Mom was still alive then. She said, maybe someone will adopt her because she’s so pretty when she first met Rapunzel, but it was not to be.
I insisted to the rescue organization that I did not want to keep her, that I did not want another dog. But they kept coming back, pleading, sweetening the deal – Rapunzel did not show well at adoption fairs (she hated being cooped up in a kennel surrounded by other dogs and objected loudly, sometimes snapping at them), so finally I relented.
It took me a while to bond with Rapunzel, as I was still worn out from mourning Riley, and had felt pressured into taking her, but really, who wouldn’t? She was such a sweet, gentle spirit, and once again – like Riley – settled in well, and eventually even, when she felt safe and secure in her new home, learned to play well with other dogs.

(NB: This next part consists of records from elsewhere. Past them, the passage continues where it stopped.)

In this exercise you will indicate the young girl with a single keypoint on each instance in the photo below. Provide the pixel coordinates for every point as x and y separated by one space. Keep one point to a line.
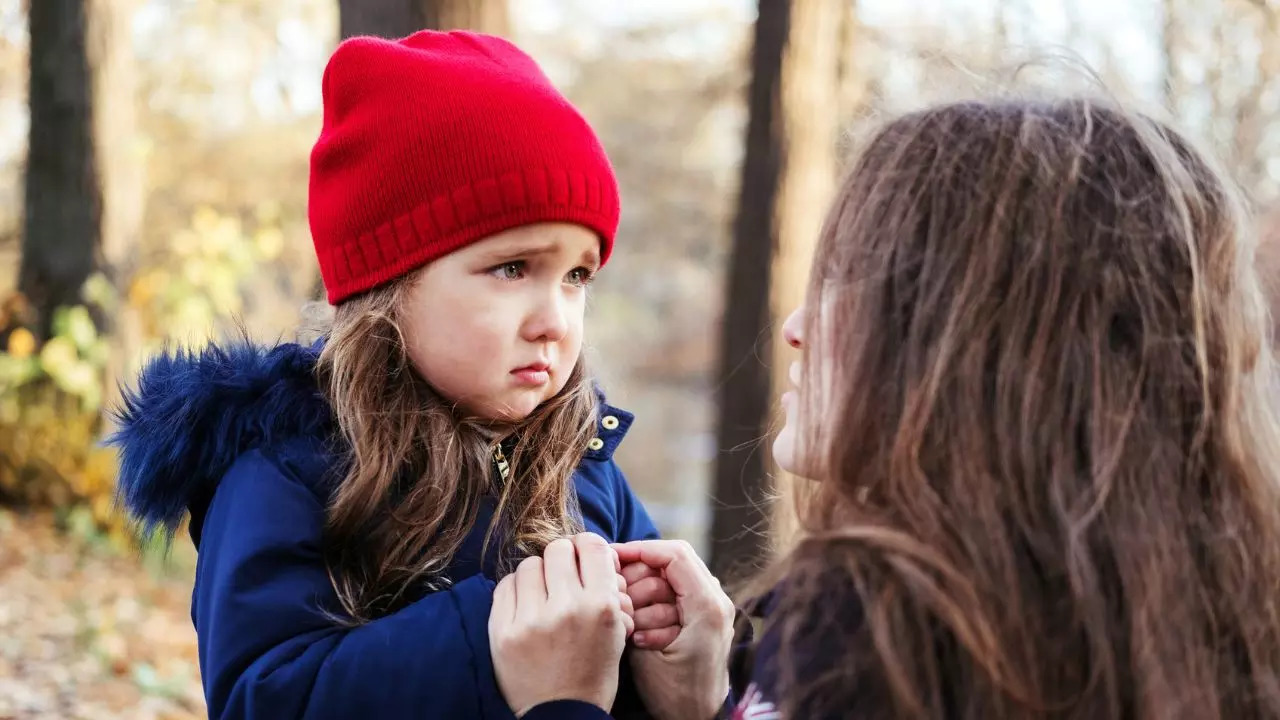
353 501
1034 395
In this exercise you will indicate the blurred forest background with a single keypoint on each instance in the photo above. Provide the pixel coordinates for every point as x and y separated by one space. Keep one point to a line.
152 188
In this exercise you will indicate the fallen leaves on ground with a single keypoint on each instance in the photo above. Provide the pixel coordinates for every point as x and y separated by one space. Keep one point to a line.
91 633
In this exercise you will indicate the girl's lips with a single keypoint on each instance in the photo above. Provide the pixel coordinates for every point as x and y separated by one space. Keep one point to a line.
533 376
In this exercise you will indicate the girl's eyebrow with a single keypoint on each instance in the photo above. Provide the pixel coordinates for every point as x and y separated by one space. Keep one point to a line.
526 247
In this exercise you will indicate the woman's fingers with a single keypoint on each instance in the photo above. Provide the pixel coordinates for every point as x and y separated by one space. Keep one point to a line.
560 568
530 588
503 610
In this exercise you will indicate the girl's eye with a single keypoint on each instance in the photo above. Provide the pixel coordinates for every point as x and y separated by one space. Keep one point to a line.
580 277
512 270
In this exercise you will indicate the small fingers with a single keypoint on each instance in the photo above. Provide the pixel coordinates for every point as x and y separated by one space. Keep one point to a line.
650 591
654 616
597 563
636 572
560 566
654 639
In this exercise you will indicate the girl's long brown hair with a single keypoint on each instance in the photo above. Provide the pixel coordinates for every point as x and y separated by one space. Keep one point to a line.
1046 459
415 472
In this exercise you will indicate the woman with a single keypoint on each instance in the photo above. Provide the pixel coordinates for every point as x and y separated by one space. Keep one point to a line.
1033 396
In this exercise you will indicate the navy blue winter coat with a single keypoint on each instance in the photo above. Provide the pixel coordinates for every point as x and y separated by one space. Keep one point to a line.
241 437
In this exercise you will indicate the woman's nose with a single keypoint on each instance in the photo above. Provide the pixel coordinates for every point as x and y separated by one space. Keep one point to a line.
792 329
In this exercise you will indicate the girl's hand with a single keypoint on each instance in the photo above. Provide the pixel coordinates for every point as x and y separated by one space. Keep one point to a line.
558 627
689 679
657 619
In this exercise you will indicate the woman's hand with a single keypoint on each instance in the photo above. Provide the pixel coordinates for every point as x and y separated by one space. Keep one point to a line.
558 625
689 679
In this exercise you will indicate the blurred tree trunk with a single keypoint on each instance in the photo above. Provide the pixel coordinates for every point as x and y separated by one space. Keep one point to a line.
484 16
1170 87
810 83
122 174
63 232
397 18
787 177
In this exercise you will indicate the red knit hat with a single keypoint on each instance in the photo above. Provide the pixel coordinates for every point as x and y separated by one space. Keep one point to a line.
439 140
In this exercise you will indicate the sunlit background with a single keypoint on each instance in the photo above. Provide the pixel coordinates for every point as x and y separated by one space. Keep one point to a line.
200 115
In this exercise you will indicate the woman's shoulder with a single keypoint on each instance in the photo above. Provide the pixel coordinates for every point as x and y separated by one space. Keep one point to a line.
195 414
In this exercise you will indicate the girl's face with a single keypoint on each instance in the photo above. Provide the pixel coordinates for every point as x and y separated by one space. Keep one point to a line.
496 327
787 446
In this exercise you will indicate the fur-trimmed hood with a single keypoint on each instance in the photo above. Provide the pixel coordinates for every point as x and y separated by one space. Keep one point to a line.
195 413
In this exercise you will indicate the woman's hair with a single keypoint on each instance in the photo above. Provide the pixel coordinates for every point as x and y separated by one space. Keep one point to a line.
1048 482
416 472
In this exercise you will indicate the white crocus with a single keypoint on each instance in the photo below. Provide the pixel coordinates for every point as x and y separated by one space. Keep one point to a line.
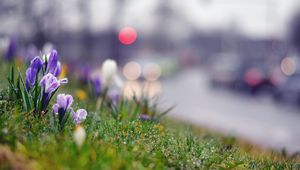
79 136
109 71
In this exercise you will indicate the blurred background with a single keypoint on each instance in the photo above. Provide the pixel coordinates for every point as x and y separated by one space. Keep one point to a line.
230 65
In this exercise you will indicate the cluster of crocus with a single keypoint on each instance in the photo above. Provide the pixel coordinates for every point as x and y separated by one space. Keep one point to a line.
42 80
63 107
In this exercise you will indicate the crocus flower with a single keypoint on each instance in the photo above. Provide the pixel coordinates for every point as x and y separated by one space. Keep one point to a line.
109 71
79 136
97 86
32 71
63 104
11 50
52 64
49 85
115 96
79 116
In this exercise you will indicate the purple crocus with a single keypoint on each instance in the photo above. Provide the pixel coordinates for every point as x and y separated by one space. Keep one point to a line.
32 72
115 97
97 86
49 85
11 50
79 116
63 104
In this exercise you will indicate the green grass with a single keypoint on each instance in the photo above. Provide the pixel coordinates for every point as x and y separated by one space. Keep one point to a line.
28 142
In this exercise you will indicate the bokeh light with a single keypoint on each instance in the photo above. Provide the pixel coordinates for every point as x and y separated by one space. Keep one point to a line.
151 71
127 35
288 66
132 70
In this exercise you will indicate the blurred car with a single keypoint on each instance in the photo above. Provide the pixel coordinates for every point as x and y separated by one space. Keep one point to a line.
289 90
255 77
224 70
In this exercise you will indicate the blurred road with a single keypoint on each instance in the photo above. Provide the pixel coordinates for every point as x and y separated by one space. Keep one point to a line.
256 119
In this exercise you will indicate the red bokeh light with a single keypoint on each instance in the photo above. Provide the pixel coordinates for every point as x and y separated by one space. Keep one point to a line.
127 35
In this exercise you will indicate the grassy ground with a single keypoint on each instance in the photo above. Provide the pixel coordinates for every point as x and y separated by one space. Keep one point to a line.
28 142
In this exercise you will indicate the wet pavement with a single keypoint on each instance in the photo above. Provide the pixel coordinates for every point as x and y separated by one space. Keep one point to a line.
258 119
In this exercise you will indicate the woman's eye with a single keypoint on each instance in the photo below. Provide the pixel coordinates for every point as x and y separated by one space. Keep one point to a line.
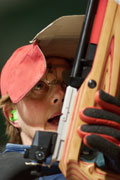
40 86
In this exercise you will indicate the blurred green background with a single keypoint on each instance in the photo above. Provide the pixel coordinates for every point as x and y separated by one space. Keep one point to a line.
21 20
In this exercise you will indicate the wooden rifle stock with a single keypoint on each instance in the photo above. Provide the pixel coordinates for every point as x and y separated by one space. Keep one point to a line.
105 72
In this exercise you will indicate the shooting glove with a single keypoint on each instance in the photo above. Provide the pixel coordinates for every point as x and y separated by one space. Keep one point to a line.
102 131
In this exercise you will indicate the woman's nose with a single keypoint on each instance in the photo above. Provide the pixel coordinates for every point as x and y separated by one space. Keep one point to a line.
58 96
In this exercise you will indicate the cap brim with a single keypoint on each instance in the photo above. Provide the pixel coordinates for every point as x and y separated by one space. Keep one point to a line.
61 37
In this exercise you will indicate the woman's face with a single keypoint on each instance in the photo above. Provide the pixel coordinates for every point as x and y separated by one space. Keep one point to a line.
41 108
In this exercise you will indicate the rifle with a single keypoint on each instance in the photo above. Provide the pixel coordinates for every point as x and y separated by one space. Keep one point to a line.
104 74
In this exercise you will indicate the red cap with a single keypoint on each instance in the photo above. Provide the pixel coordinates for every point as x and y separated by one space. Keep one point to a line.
22 71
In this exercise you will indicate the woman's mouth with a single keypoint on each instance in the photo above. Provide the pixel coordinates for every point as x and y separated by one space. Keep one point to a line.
54 120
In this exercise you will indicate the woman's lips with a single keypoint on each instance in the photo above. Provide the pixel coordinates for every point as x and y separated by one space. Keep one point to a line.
54 119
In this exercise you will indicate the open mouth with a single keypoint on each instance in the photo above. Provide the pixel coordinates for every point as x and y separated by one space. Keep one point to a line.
54 120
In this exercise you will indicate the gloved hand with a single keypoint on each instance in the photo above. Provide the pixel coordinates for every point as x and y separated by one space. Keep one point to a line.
102 131
12 167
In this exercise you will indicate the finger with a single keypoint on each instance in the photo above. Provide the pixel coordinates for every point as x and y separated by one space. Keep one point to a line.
109 133
106 147
100 116
107 101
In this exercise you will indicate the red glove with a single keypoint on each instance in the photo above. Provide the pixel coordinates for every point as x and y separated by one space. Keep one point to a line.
102 131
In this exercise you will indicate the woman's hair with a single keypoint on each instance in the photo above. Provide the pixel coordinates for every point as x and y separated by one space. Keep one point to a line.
12 132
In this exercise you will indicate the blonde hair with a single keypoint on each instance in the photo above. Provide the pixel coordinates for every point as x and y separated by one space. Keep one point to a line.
12 133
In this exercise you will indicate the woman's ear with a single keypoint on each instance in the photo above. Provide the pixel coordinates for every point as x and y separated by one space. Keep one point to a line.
11 116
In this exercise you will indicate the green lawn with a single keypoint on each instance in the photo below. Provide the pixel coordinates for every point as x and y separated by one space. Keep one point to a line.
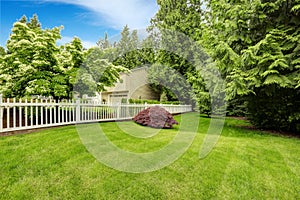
245 164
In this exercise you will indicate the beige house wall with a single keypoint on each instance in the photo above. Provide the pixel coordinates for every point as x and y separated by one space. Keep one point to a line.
133 85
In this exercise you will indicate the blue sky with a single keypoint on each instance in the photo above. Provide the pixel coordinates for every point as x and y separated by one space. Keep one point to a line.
86 19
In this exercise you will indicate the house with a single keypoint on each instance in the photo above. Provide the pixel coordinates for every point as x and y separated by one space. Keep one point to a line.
133 85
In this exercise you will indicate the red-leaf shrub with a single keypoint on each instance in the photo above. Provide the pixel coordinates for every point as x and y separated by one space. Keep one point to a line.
156 117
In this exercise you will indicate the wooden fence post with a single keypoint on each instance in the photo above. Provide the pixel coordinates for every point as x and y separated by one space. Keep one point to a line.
77 119
1 113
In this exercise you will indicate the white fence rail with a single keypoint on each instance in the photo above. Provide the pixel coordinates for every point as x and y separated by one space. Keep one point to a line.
23 114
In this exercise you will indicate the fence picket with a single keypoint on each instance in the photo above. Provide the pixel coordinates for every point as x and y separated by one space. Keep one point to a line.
39 113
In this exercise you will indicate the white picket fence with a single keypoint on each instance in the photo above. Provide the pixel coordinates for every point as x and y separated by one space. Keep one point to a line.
24 114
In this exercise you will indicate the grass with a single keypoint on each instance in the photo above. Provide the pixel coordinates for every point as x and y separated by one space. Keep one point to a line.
245 164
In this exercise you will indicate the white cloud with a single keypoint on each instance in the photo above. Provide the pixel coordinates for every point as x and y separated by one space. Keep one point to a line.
85 43
117 13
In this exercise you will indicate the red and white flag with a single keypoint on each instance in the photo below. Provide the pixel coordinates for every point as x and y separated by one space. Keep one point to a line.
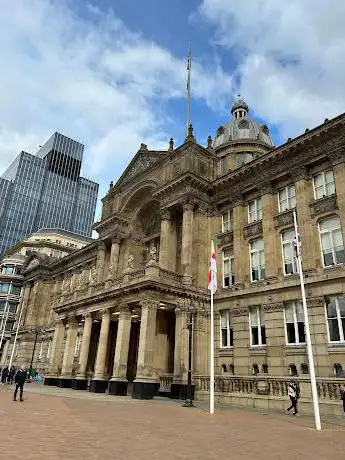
212 274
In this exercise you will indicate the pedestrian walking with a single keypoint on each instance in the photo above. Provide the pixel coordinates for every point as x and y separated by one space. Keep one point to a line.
342 394
4 375
19 380
293 393
11 374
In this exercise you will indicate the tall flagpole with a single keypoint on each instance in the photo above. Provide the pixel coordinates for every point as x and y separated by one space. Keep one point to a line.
307 332
15 337
189 68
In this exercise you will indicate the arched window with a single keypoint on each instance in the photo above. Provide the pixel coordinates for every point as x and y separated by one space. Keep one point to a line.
338 370
293 370
304 368
255 369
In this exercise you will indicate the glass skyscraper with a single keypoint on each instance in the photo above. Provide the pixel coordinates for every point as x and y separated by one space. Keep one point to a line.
46 191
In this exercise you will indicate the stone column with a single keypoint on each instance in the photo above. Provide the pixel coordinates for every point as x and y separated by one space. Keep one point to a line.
99 384
164 260
145 385
68 357
118 382
241 247
114 258
84 348
4 353
337 160
273 259
100 262
311 255
56 352
187 242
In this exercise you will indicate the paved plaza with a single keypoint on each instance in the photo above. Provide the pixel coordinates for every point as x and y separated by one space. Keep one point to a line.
63 424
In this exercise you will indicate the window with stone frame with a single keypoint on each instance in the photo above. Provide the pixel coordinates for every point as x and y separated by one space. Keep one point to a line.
335 312
77 346
226 330
257 260
227 221
257 327
289 257
294 323
324 184
221 165
228 269
287 198
332 244
254 210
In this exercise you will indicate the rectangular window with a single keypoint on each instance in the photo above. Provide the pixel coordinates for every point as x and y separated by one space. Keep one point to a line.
258 330
77 346
49 348
289 259
226 331
4 288
324 184
287 198
254 210
335 310
257 260
331 241
294 323
228 269
222 165
227 221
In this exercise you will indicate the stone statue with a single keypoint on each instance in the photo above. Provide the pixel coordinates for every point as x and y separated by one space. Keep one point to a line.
93 275
153 254
130 262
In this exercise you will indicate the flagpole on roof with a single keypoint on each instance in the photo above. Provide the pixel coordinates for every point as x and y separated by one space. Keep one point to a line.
307 329
189 69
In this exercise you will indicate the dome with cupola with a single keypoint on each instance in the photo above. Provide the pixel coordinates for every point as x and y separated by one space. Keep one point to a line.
241 128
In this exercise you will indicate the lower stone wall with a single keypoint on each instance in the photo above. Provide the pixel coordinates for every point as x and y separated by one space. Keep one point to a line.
330 408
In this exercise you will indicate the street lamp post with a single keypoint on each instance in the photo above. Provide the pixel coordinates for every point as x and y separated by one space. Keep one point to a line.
33 353
189 399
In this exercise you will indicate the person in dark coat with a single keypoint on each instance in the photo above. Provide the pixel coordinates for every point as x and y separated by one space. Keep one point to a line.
4 375
19 380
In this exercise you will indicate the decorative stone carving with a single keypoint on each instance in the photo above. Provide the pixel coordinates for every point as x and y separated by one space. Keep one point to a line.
275 306
326 204
239 311
315 302
284 219
153 254
225 239
252 229
130 261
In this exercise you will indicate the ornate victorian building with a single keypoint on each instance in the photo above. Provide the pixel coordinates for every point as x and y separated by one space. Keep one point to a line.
115 312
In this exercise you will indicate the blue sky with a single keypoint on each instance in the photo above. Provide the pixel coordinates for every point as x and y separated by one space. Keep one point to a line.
112 73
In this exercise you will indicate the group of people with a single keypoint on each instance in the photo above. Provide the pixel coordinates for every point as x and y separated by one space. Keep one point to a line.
293 391
8 376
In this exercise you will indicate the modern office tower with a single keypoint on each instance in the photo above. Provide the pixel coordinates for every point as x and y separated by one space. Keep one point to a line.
46 191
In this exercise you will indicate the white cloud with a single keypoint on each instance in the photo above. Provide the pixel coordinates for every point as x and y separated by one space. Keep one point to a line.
289 56
92 79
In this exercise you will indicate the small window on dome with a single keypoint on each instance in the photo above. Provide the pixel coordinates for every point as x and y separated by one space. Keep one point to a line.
243 124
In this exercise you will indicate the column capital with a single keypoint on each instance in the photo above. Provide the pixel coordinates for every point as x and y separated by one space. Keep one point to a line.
147 303
336 157
104 313
165 214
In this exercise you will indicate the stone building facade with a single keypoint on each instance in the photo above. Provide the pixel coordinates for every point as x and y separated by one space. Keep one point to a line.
115 312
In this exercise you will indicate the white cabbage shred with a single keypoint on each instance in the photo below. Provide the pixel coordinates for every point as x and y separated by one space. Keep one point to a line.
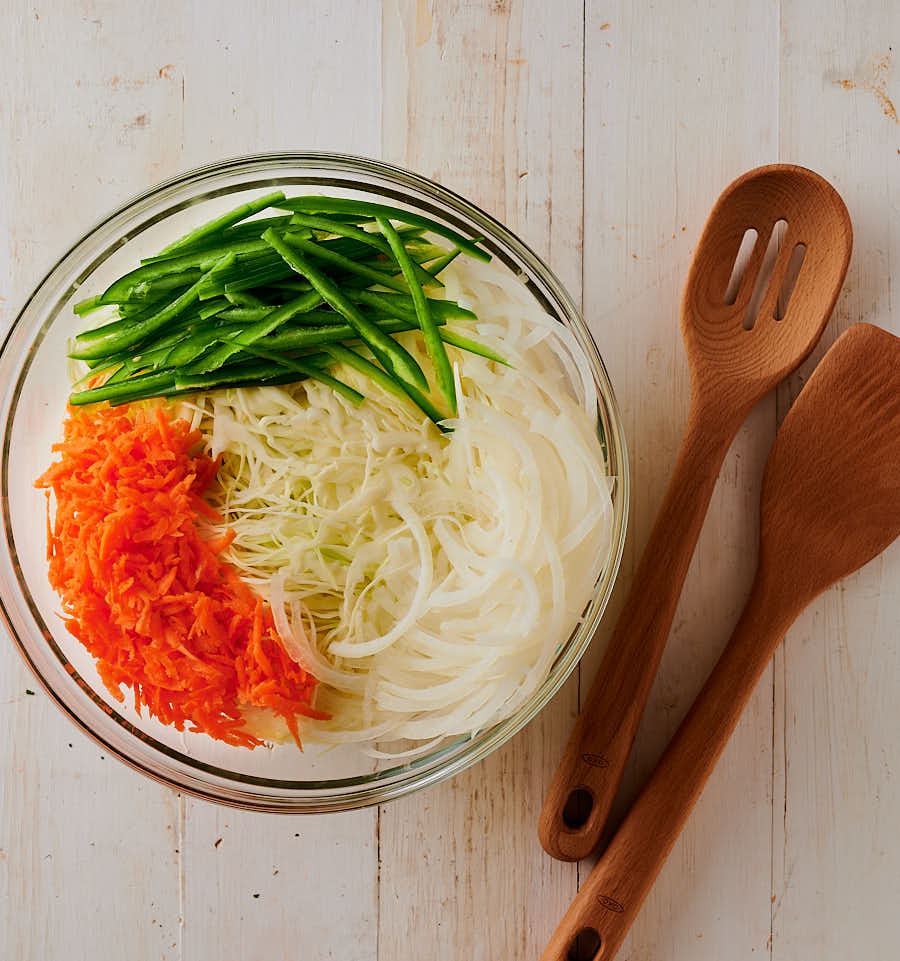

She had an unlucky break in life. When she first came to stay, she had already lost one eye to glaucoma. The remaining eye needed constant monitoring, and daily, increasing applications of eye drops.
Eventually the second eye had to be removed, too, but she took it all in stride (better than I did), and once she recovered from the surgery, learned to maneuver well around the house – just as she adapted to my dragging her across country, where she had to learn her way around a new home.
I dragged her across country one more time this last summer- in and out of hotels and others’ homes, where again, she made friends and won hearts (human and canine) all along the way.
Rest in peace, Rapunzel. I’ll miss you.